Let’s explore the dataset a bit to see what (if any) changes would be helpful

names(bdc_data)
#>  [1] "game_date"         "Home Team"         "Away Team"        
#>  [4] "Period"            "Clock"             "Home Team Skaters"
#>  [7] "Away Team Skaters" "Home Team Goals"   "Away Team Goals"  
#> [10] "Team"              "Player"            "Event"            
#> [13] "X Coordinate"      "Y Coordinate"      "Detail 1"         
#> [16] "Detail 2"          "Detail 3"          "Detail 4"         
#> [19] "Player 2"          "X Coordinate 2"    "Y Coordinate 2"

It’d be helpful to change the names of the columns to be easier to work with, so I’ll change X Coordinate and Y Coordinate to be x and y, and X Coordinate 2 and Y Coordinate 2 to be x2 and y2.

# Change names of X Coordinate and Y Coordinate to x and y respectively
names(bdc_data)[13:14] <- c("x", "y")
names(bdc_data)[20:21] <- c("x2", "y2")

# Preview what the data looks like
knitr::kable(head(bdc_data))
game_date Home Team Away Team Period Clock Home Team Skaters Away Team Skaters Home Team Goals Away Team Goals Team Player Event x y Detail 1 Detail 2 Detail 3 Detail 4 Player 2 x2 y2
2021-01-23 Minnesota Whitecaps Boston Pride 1 20:00 5 5 0 0 Boston Pride Jillian Dempsey Faceoff Win 100 43 Backhand Stephanie Anderson NA NA
2021-01-23 Minnesota Whitecaps Boston Pride 1 19:58 5 5 0 0 Boston Pride McKenna Brand Puck Recovery 107 40 NA NA
2021-01-23 Minnesota Whitecaps Boston Pride 1 19:57 5 5 0 0 Boston Pride McKenna Brand Zone Entry 125 28 Carried Maddie Rowe NA NA
2021-01-23 Minnesota Whitecaps Boston Pride 1 19:55 5 5 0 0 Boston Pride McKenna Brand Shot 131 28 Snapshot On Net t f NA NA
2021-01-23 Minnesota Whitecaps Boston Pride 1 19:53 5 5 0 0 Boston Pride Tereza Vanisova Faceoff Win 169 21 Backhand Stephanie Anderson NA NA
2021-01-23 Minnesota Whitecaps Boston Pride 1 19:52 5 5 0 0 Boston Pride Samantha Davis Puck Recovery 159 26 NA NA

I’ll use the first game in the data here, which is between the Minnesota Whitecaps and the Boston Pride. To keep things easy I’ll focus first on single-point data: shots.

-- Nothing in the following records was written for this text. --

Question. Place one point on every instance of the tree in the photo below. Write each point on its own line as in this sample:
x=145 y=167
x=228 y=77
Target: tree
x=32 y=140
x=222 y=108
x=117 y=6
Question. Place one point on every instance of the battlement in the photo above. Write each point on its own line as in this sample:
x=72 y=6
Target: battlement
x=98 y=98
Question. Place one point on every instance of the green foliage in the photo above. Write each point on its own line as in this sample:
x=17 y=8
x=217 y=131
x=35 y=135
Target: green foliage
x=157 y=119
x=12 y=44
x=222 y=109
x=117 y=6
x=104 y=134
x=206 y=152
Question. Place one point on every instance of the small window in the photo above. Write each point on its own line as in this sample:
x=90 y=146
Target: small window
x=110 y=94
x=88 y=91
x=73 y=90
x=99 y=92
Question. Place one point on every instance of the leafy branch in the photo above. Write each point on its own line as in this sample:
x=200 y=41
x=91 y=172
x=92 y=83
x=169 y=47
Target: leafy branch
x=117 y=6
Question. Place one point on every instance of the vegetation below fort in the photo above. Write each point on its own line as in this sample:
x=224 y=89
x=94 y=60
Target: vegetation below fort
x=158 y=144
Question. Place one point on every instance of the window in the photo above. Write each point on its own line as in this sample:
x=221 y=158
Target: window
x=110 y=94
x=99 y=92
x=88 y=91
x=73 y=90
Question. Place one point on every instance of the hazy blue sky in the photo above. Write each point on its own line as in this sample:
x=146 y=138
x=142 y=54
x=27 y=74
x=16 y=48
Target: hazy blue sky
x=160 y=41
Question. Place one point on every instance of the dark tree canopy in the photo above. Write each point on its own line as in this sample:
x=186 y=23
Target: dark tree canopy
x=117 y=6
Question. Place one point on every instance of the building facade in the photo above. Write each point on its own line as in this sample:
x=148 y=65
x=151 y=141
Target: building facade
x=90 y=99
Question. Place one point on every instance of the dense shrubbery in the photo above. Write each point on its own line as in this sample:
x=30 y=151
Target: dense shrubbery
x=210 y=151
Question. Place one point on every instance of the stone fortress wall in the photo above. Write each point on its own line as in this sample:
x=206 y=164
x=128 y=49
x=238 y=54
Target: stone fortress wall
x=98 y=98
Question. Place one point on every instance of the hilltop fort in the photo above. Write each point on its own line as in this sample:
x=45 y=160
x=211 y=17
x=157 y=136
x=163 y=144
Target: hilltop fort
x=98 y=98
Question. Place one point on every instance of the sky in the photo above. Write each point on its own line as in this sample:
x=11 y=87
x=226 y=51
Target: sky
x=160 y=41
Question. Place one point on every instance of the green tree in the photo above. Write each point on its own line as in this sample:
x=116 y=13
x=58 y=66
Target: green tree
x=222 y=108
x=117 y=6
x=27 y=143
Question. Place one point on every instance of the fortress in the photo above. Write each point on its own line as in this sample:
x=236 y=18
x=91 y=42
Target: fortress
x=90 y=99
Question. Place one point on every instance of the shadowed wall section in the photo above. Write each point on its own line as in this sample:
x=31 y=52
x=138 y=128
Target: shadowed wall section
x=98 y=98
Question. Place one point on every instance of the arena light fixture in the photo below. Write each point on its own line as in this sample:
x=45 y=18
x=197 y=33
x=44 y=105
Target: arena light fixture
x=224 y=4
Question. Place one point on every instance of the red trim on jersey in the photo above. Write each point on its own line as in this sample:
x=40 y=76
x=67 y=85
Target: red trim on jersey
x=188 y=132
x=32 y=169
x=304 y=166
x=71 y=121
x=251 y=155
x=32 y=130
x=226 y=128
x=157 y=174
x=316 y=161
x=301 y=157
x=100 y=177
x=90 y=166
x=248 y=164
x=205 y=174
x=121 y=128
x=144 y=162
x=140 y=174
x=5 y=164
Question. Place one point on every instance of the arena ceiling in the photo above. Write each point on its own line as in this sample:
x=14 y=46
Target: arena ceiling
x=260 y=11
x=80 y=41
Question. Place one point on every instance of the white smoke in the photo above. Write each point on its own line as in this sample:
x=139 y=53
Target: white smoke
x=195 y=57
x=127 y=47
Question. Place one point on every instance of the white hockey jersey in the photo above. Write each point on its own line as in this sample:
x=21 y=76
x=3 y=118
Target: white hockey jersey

# Subset to only be shots from the game on 2021-01-23 between the Minnesota
# White Caps and Boston Pride
bdc_shots <- bdc_data[(bdc_data$Event == "Shot") &
                        (bdc_data$`Home Team` == "Minnesota Whitecaps") &
                        (bdc_data$game_date == "2021-01-23"), ]

# Separate shots by team
whitecaps_shots <- bdc_shots[bdc_shots$Team == "Minnesota Whitecaps", ]
pride_shots <- bdc_shots[bdc_shots$Team == "Boston Pride", ]

To keep all shots for a team on the same side of the ice, we need to adjust the coordinates of the shot. We’ve got to keep the shooter’s perspective towards the net constant as well, so the following is an appropriate transformation.

# Correct the shot location
whitecaps_shots["x"] <- 200 - whitecaps_shots["x"]
whitecaps_shots["y"] <- 85 - whitecaps_shots["y"]

This positions the data correctly, so let’s move on to plotting

Drawing the Plot

Since this data pertains to the Premier Hockey Federation (PHF), we’ll start the plotting by drawing a PHF-sized rink. We’ll use x_trans and y_trans to align the data and plot coordinates. I encourage you to experiment with the data to see how this works in practice

# Draw the rink
phf_rink <- geom_hockey("phf", x_trans = 100, y_trans = 42.5)

# Display the rink here
phf_rink

Now all that’s left to do is to add the data points to the plot! Because of how ggplot2 is designed, this is very straightforward.

Adding the Data

# Add the shots to the plot
phf_rink +
  geom_point(data = whitecaps_shots, aes(x, y), color = "#2251b8") +
  geom_point(data = pride_shots, aes(x, y), color = "#fec52e")

Two-Coordinate Data

Pretend instead that we want to look at where a team’s passes were executed during the game. This is also very easy to do. Let’s take the same dataset we had before, bdc_data, and this time subset it to look at Boston’s passes in the game. We’ve already got our rink plot from before, so let’s just subset to the passing data, and add it to the plot:

# Subset the data to be Boston's passes
boston_passes <- bdc_data[(bdc_data$Event == "Play") &
                            (bdc_data$Team == "Boston Pride") &
                            (bdc_data$game_date == "2021-01-23"), ]

# Plot passes with geom_segment()
phf_rink +
  geom_segment(
    data = boston_passes,
    aes(
      x = x,
      y = y,
      xend = x2,
      yend = y2
    ),
    lineend = "round",
    linejoin = "round",
    color = "#ffcb05"
  )

And there you have it! This works for any geospatial data, for any sport (supported by sportyR), and for any league (supported by sportyR). Give it a try, and please reach out if you have ideas for improvements!